Flüchtlinge, gerechtes Wirtschaften, Schuldenerlass - Ernste Themen prägen Auftakt des Kirchentags

Bundeapräsident Gauck bei Kirchentag in Stuttgart
Foto: epd-bild/Thomas Lohnes
Bundespräsident Joachim Gauck spricht bei einer Veranstaltung auf dem Kirchentag in Stuttgart.
Flüchtlinge, gerechtes Wirtschaften, Schuldenerlass - Ernste Themen prägen Auftakt des Kirchentags
Hitze, Sonne und viele ernste Themen: Die Präsenz der Politprominenz von Gauck bis de Maizière unterstreicht die Bedeutung des Kirchentags als Debattenforum.

Bundespräsident Joachim Gauck und mehrere Bundesminister haben auf dem evangelischen Kirchentag mit Zehntausenden Besuchern das Gespräch gesucht. Ernste Themen wie das Flüchtlingssterben im Mittelmeer und Forderungen nach einer gerechteren Gesellschaft prägten den Auftakt des fünftägigen Protestantentreffens im sommerlichen Stuttgart.

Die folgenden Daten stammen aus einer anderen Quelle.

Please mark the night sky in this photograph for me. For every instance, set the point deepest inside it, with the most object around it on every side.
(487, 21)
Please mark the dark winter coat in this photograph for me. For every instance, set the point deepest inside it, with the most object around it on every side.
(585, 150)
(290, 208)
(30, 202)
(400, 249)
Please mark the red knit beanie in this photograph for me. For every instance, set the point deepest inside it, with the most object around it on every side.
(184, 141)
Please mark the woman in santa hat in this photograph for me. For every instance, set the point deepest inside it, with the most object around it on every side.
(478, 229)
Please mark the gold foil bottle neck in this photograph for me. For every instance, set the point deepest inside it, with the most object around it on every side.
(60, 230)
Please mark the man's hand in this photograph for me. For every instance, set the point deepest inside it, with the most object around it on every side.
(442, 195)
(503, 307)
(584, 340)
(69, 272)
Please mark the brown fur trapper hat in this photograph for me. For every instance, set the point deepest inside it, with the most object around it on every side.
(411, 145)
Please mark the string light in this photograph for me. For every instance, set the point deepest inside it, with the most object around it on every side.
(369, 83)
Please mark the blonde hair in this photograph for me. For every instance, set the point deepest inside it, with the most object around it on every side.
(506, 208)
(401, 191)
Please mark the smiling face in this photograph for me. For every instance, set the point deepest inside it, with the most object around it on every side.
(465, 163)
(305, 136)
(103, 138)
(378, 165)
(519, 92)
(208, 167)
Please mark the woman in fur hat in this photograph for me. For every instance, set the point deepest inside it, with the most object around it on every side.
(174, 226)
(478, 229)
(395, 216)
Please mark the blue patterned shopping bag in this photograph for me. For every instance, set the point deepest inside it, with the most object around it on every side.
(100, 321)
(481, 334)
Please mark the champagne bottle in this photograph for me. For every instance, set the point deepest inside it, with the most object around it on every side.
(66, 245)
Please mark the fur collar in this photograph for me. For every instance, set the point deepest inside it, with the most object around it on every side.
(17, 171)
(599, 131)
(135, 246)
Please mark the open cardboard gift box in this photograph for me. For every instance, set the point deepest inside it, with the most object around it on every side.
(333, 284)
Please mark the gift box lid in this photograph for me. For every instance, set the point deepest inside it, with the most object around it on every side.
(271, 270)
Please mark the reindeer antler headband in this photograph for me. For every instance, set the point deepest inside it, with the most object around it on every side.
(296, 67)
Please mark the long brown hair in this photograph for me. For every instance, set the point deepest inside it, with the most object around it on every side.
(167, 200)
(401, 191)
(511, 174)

Die frühere Ratsvorsitzende der Evangelischen Kirche in Deutschland (EKD), Margot Käßmann, kritisierte am Donnerstag die Gier an den Finanzmärkten und regte einen Schuldenerlass für Griechenland an. "Können nicht auch Staaten frei werden von Schulden?" fragte die frühere Bischöfin in einer Bibelarbeit unter dem Beifall von fast 10.000 Besuchern. Sie geißelte die Gier nach Vermehrung von Vermögen und forderte eine "Ethik des Genug".

Gauck: Kirchentag "bewegendes und inspirierendes Begegnungsforum"

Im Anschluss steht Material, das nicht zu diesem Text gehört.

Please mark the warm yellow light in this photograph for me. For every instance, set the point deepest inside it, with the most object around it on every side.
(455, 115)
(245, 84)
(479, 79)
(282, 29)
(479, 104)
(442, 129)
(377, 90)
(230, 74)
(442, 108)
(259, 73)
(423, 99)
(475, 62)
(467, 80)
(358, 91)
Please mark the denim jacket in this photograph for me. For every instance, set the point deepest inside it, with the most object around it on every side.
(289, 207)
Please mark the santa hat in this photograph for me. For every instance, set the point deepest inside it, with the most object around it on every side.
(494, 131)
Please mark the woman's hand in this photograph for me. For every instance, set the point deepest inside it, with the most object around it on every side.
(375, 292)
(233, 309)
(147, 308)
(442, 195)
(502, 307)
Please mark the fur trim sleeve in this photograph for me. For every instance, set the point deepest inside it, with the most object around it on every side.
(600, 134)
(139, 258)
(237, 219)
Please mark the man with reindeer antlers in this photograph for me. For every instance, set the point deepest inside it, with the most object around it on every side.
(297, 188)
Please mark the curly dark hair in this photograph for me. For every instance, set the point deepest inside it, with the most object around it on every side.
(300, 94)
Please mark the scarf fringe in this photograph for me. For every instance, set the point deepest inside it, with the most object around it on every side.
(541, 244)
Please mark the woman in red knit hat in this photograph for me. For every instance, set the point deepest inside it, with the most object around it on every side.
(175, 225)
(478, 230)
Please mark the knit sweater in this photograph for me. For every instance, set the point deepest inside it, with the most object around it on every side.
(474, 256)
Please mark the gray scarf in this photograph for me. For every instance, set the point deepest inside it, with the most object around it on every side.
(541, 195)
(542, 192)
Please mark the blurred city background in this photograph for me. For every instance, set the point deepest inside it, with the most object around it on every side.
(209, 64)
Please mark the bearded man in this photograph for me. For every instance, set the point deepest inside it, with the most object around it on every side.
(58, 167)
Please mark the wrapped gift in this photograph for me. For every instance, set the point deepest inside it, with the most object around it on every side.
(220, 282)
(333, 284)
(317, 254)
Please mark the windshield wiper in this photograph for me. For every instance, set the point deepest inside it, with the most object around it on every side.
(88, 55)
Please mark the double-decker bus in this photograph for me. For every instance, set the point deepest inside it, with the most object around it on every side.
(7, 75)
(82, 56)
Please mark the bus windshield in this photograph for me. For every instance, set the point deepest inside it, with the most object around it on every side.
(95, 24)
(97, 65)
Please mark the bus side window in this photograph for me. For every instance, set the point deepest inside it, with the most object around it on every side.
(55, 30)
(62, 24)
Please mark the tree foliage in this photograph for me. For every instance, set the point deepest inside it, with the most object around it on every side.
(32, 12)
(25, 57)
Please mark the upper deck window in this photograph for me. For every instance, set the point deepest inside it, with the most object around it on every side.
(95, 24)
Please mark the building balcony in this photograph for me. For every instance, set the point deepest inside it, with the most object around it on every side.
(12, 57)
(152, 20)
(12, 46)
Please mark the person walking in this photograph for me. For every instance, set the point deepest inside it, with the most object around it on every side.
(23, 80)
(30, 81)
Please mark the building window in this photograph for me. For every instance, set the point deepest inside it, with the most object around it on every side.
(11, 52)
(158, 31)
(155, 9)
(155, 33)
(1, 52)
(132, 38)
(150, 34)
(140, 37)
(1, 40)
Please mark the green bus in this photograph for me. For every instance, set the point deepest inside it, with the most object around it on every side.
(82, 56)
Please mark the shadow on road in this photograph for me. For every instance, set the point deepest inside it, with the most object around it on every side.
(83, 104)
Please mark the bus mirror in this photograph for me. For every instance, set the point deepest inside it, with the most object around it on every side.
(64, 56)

Widerspruch zu dem Griechenland-Vorstoß gab es umgehend von Bundesfinanzminister Wolfgang Schäuble (CDU). Bei allgemeinen Schuldenschnitten, wie sie etwa die kirchliche Erlassjahrinitiative vorschlägt, müssten alle Sparer, Banken und Lebensversicherer enteignet werden, sagte er ebenfalls beim Kirchentag in Stuttgart.

Bundespräsident Joachim Gauck hatte den Kirchentag in einem Grußwort zur Eröffnung am Mittwochabend als bewegendes und inspirierendes Begegnungsforum gewürdigt. Staat und Gesellschaft profitierten davon, wenn Menschen Werte lebten und unter Umständen dafür sogar kämpften, sagte das Staatsoberhaupt.

Bedford-Strohm: Staaten Europas müssen mehr tun, um die Flüchtlingstragödien zu beenden

In einer Diskussionsveranstaltung am Donnerstag nannte er es nicht in Ordnung, wenn nur die "happy few" - also einige Glückliche - von Reichtum profitierten und keine Verantwortung für andere trügen. Das bedeute aber nicht, dass sich deshalb auch alle anderen aus der Verantwortung nehmen könnten. In der Debatte um die Homo-Ehe ließ Gauck Sympathie für eine weitere Aufwertung gleichgeschlechtlicher Partnerschaften erkennen.

In seiner Eröffnungsansprache hatte Kirchentagspräsident Andreas Barner am Abend zuvor gesagt: "Wir sollten mit weitem Herzen denen helfen, die vor Krieg, Diktatur und Gewalt fliehen." Der EKD-Ratsvorsitzende Heinrich Bedford-Strohm appellierte an die Staaten Europas, mehr zu tun, um die Flüchtlingstragödien zu beenden.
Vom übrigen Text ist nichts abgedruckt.